OPINION: Anthropic Drew the Line. Congress Should Have Drawn It First.

Dario Amodei rejected the Pentagon's final offer. A private company is drawing lines that 535 legislators have refused to begin.

Anthropic Drew the Line on Pentagon AI. Congress Should Have Drawn It First.

On Thursday, Dario Amodei rejected the Pentagon's "best and final offer" to lift restrictions on military use of his company's AI model Claude. "We cannot in good conscience accede to their request," he wrote. Defense Secretary Pete Hegseth has given Anthropic until Friday at 5:01 p.m. to comply or face blacklisting as a supply chain risk, a classification normally reserved for entities like Huawei.

Call it a "contractor dispute." Better: call it a constitutional vacancy.

Anthropic's two conditions are narrow. No mass surveillance of Americans. No fully autonomous weapons without human oversight. The Pentagon's counter is equally narrow: no conditions at all. "All lawful purposes," the military demands. The phrase sounds reasonable until you notice what it omits. It omits the law that doesn't exist yet.

Responsibility is not a product feature.

That is what this standoff actually exposes. A private company is drawing lines that elected officials should have drawn years ago. Amodei published a 20,000-word essay in January warning that AI could enable "a swarm of billions of AI-controlled drones" or convert "scattered, individually innocuous data into a comprehensive picture of any person's life." He was describing the exact capabilities the Pentagon now demands unrestricted access to. One man with 2,000 employees, doing the work that 535 legislators have refused to begin.

In 1946, the United States faced a version of this question. The military wanted sole custody of nuclear technology after Hiroshima. Scientists objected. Congress stepped in. The Atomic Energy Act stripped the military of its monopoly and handed authority to a civilian commission. The lesson still holds. When a technology can alter the balance between the state and the citizen, generals do not get to write their own permission slip. Neither do contractors.

Contractors do not write constitutions.

The Atomic Energy Act worked because Congress accepted three obligations: define the technology's boundaries, codify civilian oversight that survives changes in administration, and create an enforcement body with real authority. AI demands the same. But nobody on Capitol Hill has defined what "autonomous weapon" means. Nobody has written surveillance prohibitions into statute. The oversight mechanism does not exist, and every Friday that passes without one makes the next contractor negotiation a little more absurd.

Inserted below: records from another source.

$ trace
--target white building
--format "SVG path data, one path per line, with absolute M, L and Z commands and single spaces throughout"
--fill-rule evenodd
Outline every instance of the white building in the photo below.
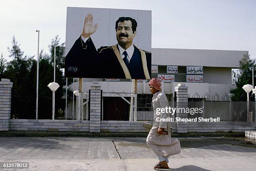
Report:
M 232 69 L 238 68 L 239 61 L 247 51 L 202 50 L 182 49 L 152 49 L 152 65 L 158 66 L 158 73 L 152 73 L 152 77 L 157 77 L 159 74 L 167 74 L 166 66 L 177 66 L 177 74 L 172 82 L 164 82 L 164 91 L 168 94 L 174 92 L 174 87 L 181 82 L 185 82 L 188 86 L 189 97 L 197 92 L 200 96 L 207 93 L 210 96 L 215 93 L 220 97 L 225 93 L 228 94 L 232 84 Z M 202 76 L 202 82 L 187 82 L 186 79 L 187 67 L 202 67 L 202 74 L 194 74 Z M 192 74 L 193 75 L 193 74 Z M 191 75 L 191 74 L 190 75 Z M 90 82 L 97 80 L 105 92 L 131 92 L 131 81 L 120 79 L 119 81 L 102 81 L 102 79 L 84 79 L 83 92 L 87 92 L 90 86 Z M 138 82 L 138 94 L 150 93 L 148 83 Z M 73 86 L 71 86 L 72 87 Z M 75 89 L 78 89 L 78 82 L 75 83 Z
M 152 48 L 151 77 L 159 80 L 164 77 L 167 79 L 171 78 L 162 83 L 162 91 L 169 94 L 170 103 L 175 100 L 175 87 L 179 83 L 185 83 L 188 87 L 189 102 L 202 99 L 227 101 L 229 100 L 229 91 L 234 87 L 232 84 L 232 69 L 238 68 L 239 60 L 248 53 L 247 51 Z M 171 69 L 168 71 L 168 68 Z M 131 80 L 103 81 L 102 79 L 83 79 L 82 91 L 87 92 L 87 96 L 84 96 L 85 99 L 88 98 L 88 92 L 93 81 L 99 81 L 103 93 L 102 120 L 127 120 L 131 108 L 128 103 L 119 96 L 126 97 L 129 100 L 132 92 Z M 148 82 L 138 80 L 138 120 L 152 119 L 152 111 L 150 109 L 151 97 Z M 70 86 L 72 89 L 73 87 L 74 90 L 79 89 L 78 81 Z M 141 94 L 143 94 L 148 95 Z M 68 106 L 72 108 L 71 104 Z M 84 111 L 87 111 L 89 109 L 84 106 Z M 122 117 L 124 113 L 125 119 Z M 68 116 L 73 114 L 68 113 Z M 120 116 L 121 118 L 117 119 Z

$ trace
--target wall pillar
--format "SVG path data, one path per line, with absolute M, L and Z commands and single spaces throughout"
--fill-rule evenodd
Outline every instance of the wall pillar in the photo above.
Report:
M 101 86 L 94 81 L 90 93 L 90 132 L 100 132 Z
M 188 107 L 187 88 L 187 87 L 185 86 L 185 84 L 179 84 L 178 86 L 175 87 L 177 109 L 179 108 L 186 109 Z M 188 114 L 183 112 L 184 110 L 183 111 L 179 111 L 179 112 L 177 110 L 176 117 L 181 119 L 187 118 Z M 177 122 L 177 133 L 187 133 L 187 122 Z
M 13 83 L 2 78 L 0 82 L 0 131 L 10 130 Z

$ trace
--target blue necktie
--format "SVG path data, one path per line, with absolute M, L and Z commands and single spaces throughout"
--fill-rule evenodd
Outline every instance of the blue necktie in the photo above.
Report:
M 123 53 L 123 55 L 125 55 L 125 57 L 123 58 L 123 61 L 124 61 L 126 66 L 128 67 L 128 65 L 129 65 L 129 61 L 128 60 L 128 59 L 127 59 L 127 52 L 126 51 L 124 51 Z

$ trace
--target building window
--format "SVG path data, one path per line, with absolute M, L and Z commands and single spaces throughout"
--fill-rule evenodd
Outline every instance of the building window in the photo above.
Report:
M 153 94 L 137 94 L 137 111 L 151 111 L 151 102 Z

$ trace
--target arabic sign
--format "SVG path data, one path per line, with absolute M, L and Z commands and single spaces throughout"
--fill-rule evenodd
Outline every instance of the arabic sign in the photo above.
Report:
M 178 66 L 167 66 L 167 73 L 168 74 L 177 74 Z
M 138 82 L 146 82 L 147 81 L 148 81 L 147 79 L 137 79 L 137 81 Z
M 117 78 L 104 78 L 104 80 L 109 82 L 119 82 L 120 81 L 120 79 Z
M 158 73 L 158 65 L 152 65 L 151 66 L 151 73 Z
M 202 67 L 187 67 L 187 74 L 202 74 Z
M 174 75 L 159 74 L 157 75 L 157 79 L 160 81 L 164 82 L 174 82 Z
M 187 82 L 202 82 L 202 75 L 187 75 Z

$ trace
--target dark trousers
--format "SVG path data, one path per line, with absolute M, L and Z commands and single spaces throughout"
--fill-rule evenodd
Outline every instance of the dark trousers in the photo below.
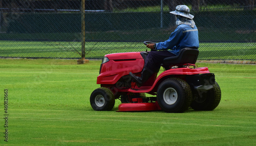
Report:
M 164 59 L 175 56 L 176 55 L 168 51 L 149 52 L 145 60 L 144 67 L 153 73 L 158 72 Z

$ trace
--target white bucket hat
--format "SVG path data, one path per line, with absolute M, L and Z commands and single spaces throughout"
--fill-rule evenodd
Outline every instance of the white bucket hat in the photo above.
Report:
M 170 13 L 192 19 L 194 18 L 194 16 L 190 14 L 189 12 L 190 9 L 187 6 L 179 5 L 176 7 L 175 11 L 170 12 Z

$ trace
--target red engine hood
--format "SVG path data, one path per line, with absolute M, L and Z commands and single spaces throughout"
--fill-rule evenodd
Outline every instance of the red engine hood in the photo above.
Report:
M 142 59 L 140 52 L 133 52 L 126 53 L 116 53 L 105 55 L 110 60 L 123 60 Z

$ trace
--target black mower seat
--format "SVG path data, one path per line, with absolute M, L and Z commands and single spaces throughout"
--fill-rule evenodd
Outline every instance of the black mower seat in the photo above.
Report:
M 198 49 L 185 48 L 180 50 L 179 54 L 176 56 L 165 58 L 164 65 L 181 65 L 185 64 L 195 64 L 197 61 L 199 51 Z

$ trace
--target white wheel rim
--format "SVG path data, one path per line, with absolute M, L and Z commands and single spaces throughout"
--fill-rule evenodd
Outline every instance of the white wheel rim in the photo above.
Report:
M 168 105 L 174 104 L 178 99 L 178 94 L 176 91 L 172 88 L 167 88 L 163 93 L 163 100 Z
M 96 105 L 98 107 L 102 107 L 105 103 L 105 99 L 104 97 L 101 95 L 98 95 L 95 97 L 95 102 Z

AI operates on classified military networks today, and the only governance in place is a contract negotiation between a startup CEO and a defense secretary who labels safety concerns "woke."

Silence is not neutrality.

Anthropic sounds emboldened. It may still lose. The $200 million contract, the classified network access, the standing that comes from being the Pentagon's most capable AI vendor, all of it could vanish by Friday evening. Three competitors, xAI, OpenAI, and Google, are waiting to sign deals without any of Amodei's restrictions. None will say whether their models can be used for surveillance or autonomous weapons.

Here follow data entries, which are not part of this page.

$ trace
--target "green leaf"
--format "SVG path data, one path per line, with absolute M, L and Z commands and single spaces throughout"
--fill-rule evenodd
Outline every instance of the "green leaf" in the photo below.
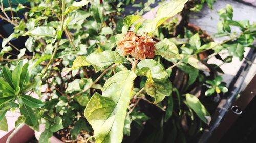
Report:
M 187 86 L 191 85 L 197 79 L 199 71 L 198 69 L 195 68 L 188 65 L 184 65 L 178 66 L 181 70 L 188 74 L 189 78 L 187 82 Z
M 41 100 L 31 96 L 24 95 L 21 97 L 24 104 L 32 108 L 40 108 L 44 105 L 44 103 Z
M 141 17 L 139 15 L 128 15 L 124 18 L 123 23 L 129 28 L 133 23 L 140 20 L 141 18 Z
M 213 0 L 212 0 L 213 1 Z M 230 19 L 233 18 L 233 7 L 229 4 L 226 6 L 226 9 L 227 10 L 227 16 Z
M 73 11 L 79 9 L 83 6 L 86 5 L 86 4 L 87 4 L 89 2 L 89 1 L 88 0 L 82 0 L 78 2 L 74 1 L 72 5 L 67 8 L 63 15 L 67 15 Z
M 63 129 L 64 127 L 62 125 L 62 119 L 59 116 L 56 116 L 54 118 L 54 123 L 50 127 L 50 130 L 52 132 L 56 132 L 59 130 Z
M 25 123 L 32 127 L 38 124 L 36 116 L 32 108 L 27 106 L 25 104 L 23 104 L 23 105 L 20 107 L 19 110 L 20 111 L 20 113 L 26 117 Z
M 10 71 L 8 67 L 6 66 L 4 66 L 3 68 L 2 72 L 5 80 L 7 81 L 9 85 L 10 85 L 12 88 L 14 88 L 14 87 L 13 86 L 13 84 L 12 84 L 12 73 Z
M 168 105 L 165 111 L 165 115 L 164 116 L 164 122 L 167 122 L 170 119 L 173 113 L 173 110 L 174 108 L 174 103 L 173 101 L 173 97 L 168 97 Z
M 74 128 L 70 131 L 71 139 L 75 140 L 82 130 L 86 132 L 92 132 L 91 126 L 84 118 L 80 118 L 78 121 L 75 123 Z
M 238 39 L 238 43 L 244 46 L 251 45 L 254 41 L 253 36 L 249 34 L 244 34 Z
M 214 93 L 214 88 L 210 88 L 207 91 L 205 91 L 205 96 L 210 96 L 211 95 Z
M 124 120 L 124 126 L 123 128 L 123 132 L 124 134 L 127 136 L 130 135 L 131 123 L 132 123 L 132 120 L 131 120 L 129 115 L 126 114 L 125 119 Z
M 194 35 L 189 40 L 189 44 L 194 49 L 198 49 L 201 46 L 201 41 L 198 33 Z
M 204 106 L 195 96 L 186 94 L 186 101 L 188 107 L 206 124 L 209 125 L 211 120 L 210 113 L 208 112 Z
M 167 38 L 164 38 L 163 40 L 159 42 L 155 46 L 157 49 L 155 51 L 156 55 L 167 59 L 181 58 L 176 45 Z
M 29 64 L 28 63 L 26 63 L 23 65 L 22 68 L 22 73 L 20 74 L 20 89 L 23 89 L 23 86 L 29 80 L 29 76 L 28 71 L 28 67 Z
M 8 111 L 8 110 L 5 110 L 4 111 L 0 111 L 0 121 L 1 121 L 3 118 L 5 117 L 5 114 Z
M 49 130 L 45 129 L 40 136 L 39 143 L 49 142 L 49 139 L 52 136 L 53 133 Z
M 0 105 L 8 101 L 10 101 L 11 100 L 13 99 L 14 97 L 14 96 L 13 96 L 0 97 Z
M 17 66 L 12 71 L 12 82 L 14 88 L 16 89 L 19 87 L 20 81 L 20 75 L 22 74 L 22 67 L 20 65 Z
M 76 58 L 73 63 L 71 69 L 75 70 L 82 66 L 92 65 L 95 70 L 99 71 L 113 63 L 122 63 L 125 61 L 126 59 L 124 57 L 115 51 L 94 52 L 87 57 L 81 56 Z
M 11 108 L 16 109 L 18 107 L 19 107 L 19 105 L 18 104 L 13 102 L 9 102 L 0 106 L 0 112 L 9 110 Z
M 206 0 L 206 3 L 207 3 L 207 5 L 209 8 L 211 9 L 212 9 L 212 6 L 214 5 L 214 0 Z
M 151 33 L 161 25 L 164 21 L 182 10 L 187 0 L 175 0 L 164 4 L 158 9 L 157 15 L 154 20 L 146 23 L 145 32 Z
M 17 34 L 15 33 L 12 33 L 10 36 L 8 37 L 7 38 L 4 38 L 3 39 L 3 42 L 2 42 L 2 47 L 4 47 L 5 46 L 6 44 L 7 44 L 10 40 L 12 40 L 12 39 L 13 39 L 14 38 L 17 38 L 18 37 L 18 36 L 17 35 Z
M 97 143 L 121 142 L 127 107 L 132 93 L 135 74 L 119 72 L 109 78 L 102 95 L 95 93 L 84 110 L 87 121 L 94 130 Z
M 187 63 L 193 67 L 199 70 L 204 70 L 208 72 L 210 71 L 209 68 L 205 65 L 203 64 L 198 59 L 195 57 L 190 56 L 188 58 Z
M 8 124 L 7 124 L 7 120 L 5 117 L 2 120 L 0 120 L 0 130 L 6 132 L 8 131 Z
M 52 27 L 41 26 L 34 27 L 23 35 L 23 36 L 27 35 L 54 37 L 56 35 L 56 31 Z
M 138 63 L 139 70 L 137 74 L 147 77 L 145 90 L 147 93 L 155 98 L 155 103 L 162 101 L 172 93 L 172 83 L 164 67 L 156 61 L 146 59 Z
M 2 77 L 0 77 L 0 90 L 7 90 L 9 92 L 14 93 L 14 89 L 8 84 L 6 84 L 6 82 Z
M 112 34 L 113 31 L 112 29 L 110 27 L 104 27 L 101 29 L 101 31 L 99 34 L 104 35 Z
M 25 42 L 25 47 L 27 48 L 29 52 L 33 52 L 33 38 L 32 37 L 29 37 L 28 39 Z
M 224 86 L 219 86 L 218 87 L 219 89 L 223 93 L 226 93 L 228 91 L 228 89 Z
M 34 65 L 34 67 L 35 67 L 36 66 L 40 64 L 41 62 L 45 61 L 46 60 L 47 60 L 48 59 L 50 59 L 51 58 L 51 55 L 50 54 L 45 54 L 43 56 L 41 56 L 38 60 L 36 61 L 35 63 L 35 65 Z
M 26 48 L 23 48 L 20 49 L 20 53 L 18 55 L 18 59 L 20 59 L 23 57 L 25 54 Z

That should alarm Congress. Senators Warren and Kim have already warned the administration. The Koch-affiliated Abundance Institute called for reform from the opposite end of the spectrum. When the only institution willing to impose limits on military AI is a private company, and the government is threatening to destroy that company for doing so, the absence of legislation is not a gap. It is a choice.

Amodei drew the line. Congress should have drawn it first.